Defiled Hands and Defective Hearts (part 1)
Text: Mark 7:1–13
Main Question: What is the essence of religious hypocrisy?
I. Hypocrites condemn others to preserve their religious standing (Mark 7:1–5)
II. Hypocrites mask deceitful hearts with deceptive lips (Mark 7:6-8)
III. Hypocrites use religious traditions to escape God’s clear commands (Mark 7:9–13)
Conclusion: Religious Hypocrisy is an affair of the heart that feigns religious piety for selfish gain, personal influence, and human applause.
Countless children have grown up and are growing up in homes that are defined by their parent’s incessant criticism. These poor children go through their entire childhood doing everything they can to earn their parent’s affection and praise. But, the only thing they receive for all their effort in athletics, academics, and extra-curricular activities are back-handed compliments that undermine their accomplishments and compel them to try even harder to earn their parent’s affection. These parents believe they are building character by preparing their children for the real world. When in the end, they are merely teaching their children to anchor their self-worth in their personal performance and the approval of other people; because, love is a status or commodity that has to be earned.

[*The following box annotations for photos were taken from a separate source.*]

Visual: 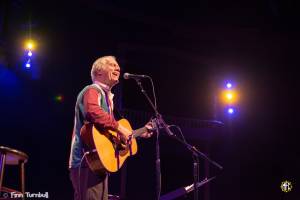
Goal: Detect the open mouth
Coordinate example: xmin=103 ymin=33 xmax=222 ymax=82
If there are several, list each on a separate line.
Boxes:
xmin=112 ymin=72 xmax=120 ymax=77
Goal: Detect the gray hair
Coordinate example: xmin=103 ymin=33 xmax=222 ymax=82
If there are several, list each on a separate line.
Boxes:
xmin=91 ymin=56 xmax=116 ymax=81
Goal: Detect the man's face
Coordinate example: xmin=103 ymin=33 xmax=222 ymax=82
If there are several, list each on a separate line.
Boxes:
xmin=101 ymin=58 xmax=120 ymax=87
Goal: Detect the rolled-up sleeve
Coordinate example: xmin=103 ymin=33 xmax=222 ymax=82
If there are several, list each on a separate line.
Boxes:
xmin=83 ymin=88 xmax=118 ymax=130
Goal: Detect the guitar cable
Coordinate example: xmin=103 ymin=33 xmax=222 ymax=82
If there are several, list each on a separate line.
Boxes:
xmin=78 ymin=149 xmax=97 ymax=199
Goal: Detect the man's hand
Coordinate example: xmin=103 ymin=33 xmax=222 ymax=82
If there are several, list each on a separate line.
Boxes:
xmin=141 ymin=122 xmax=153 ymax=138
xmin=118 ymin=124 xmax=132 ymax=141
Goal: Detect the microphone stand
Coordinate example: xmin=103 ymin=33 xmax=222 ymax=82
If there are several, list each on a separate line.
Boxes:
xmin=135 ymin=77 xmax=223 ymax=200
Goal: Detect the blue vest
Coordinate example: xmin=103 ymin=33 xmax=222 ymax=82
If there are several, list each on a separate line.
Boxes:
xmin=69 ymin=84 xmax=109 ymax=168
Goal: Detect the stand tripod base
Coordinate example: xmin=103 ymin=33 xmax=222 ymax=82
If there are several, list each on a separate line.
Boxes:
xmin=160 ymin=176 xmax=216 ymax=200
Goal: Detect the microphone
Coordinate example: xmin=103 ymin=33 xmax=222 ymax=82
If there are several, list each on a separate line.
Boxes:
xmin=123 ymin=72 xmax=149 ymax=79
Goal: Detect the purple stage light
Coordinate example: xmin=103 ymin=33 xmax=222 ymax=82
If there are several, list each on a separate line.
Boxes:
xmin=226 ymin=82 xmax=232 ymax=89
xmin=227 ymin=108 xmax=234 ymax=114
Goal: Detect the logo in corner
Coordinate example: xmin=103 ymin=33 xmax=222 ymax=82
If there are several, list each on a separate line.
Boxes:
xmin=280 ymin=181 xmax=293 ymax=192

Even worse, countless Christians grow up in performance orientated churches that depict God as an unhappy, overly critical, merely judicial Father who is rarely pleased with his children; churches that reflect Jesus’ greatest opponents—the Scribes and Pharisees—rather than Jesus himself. And this morning, the Gospel of Mark helps us understand why they were so hostile toward Jesus and his disciples—their hostility was not driven by their passion for God, it driven by their deep-seated religious hypocrisy.

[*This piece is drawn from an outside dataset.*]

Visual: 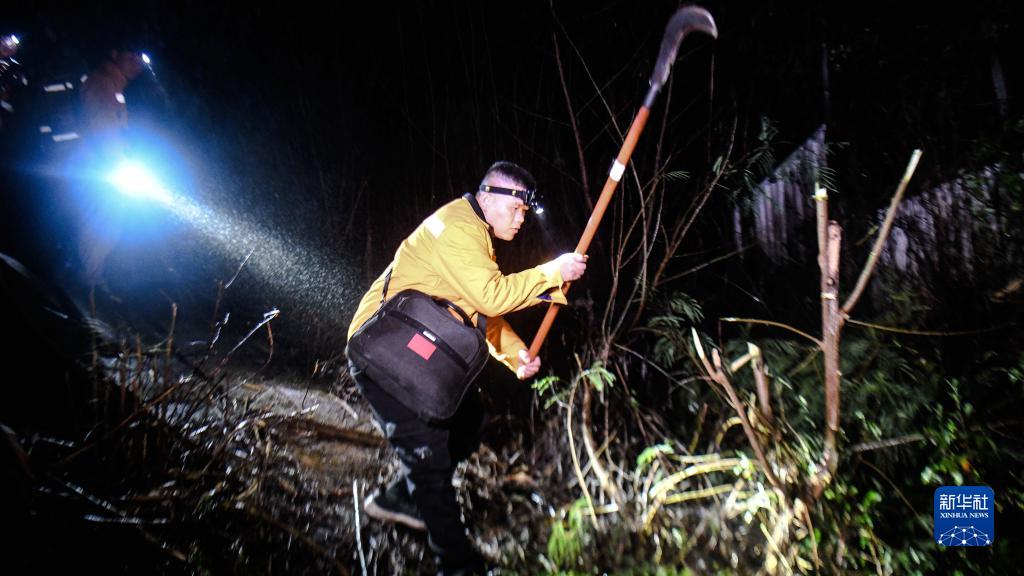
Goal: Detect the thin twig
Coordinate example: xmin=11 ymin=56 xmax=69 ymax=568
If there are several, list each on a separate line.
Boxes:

This morning I want to take a little different approach to the text. Instead of presenting the main point at the beginning, I want to begin by asking: What is the essence of religious hypocrisy? Because, I believe our text tells us at least three things about religious hypocrisy this morning.
- Hypocrites condemn others to preserve their religious standing (Mark 7:1–5)
- Hypocrites mask deceitful hearts with deceptive lips (Mark 7:6–8)
- Hypocrites use religious traditions to escape God’s clear commands (Mark 7:9–13)
So as we turn to our text, I want to make sure that we are seeing it in its broader context. What I mean by this is that Jesus has just fed over 5,000 people in the wilderness with 5 loaves and 2 fish. But even more, Jesus is healing everyone who merely touches the fringe of his garment (Mark 6:56). Jesus is fulfilling Isaiah’s New Exodus promise.
Isaiah 35:4–6 Say to those who have an anxious heart, “Be strong; fear not! Behold, your God will come with vengeance, with the recompense of God. He will come and save you.” 5 Then the eyes of the blind shall be opened, and the ears of the deaf unstopped; 6 then shall the lame man leap like a deer, and the tongue of the mute sing for joy. For waters break forth in the wilderness, and streams in the desert.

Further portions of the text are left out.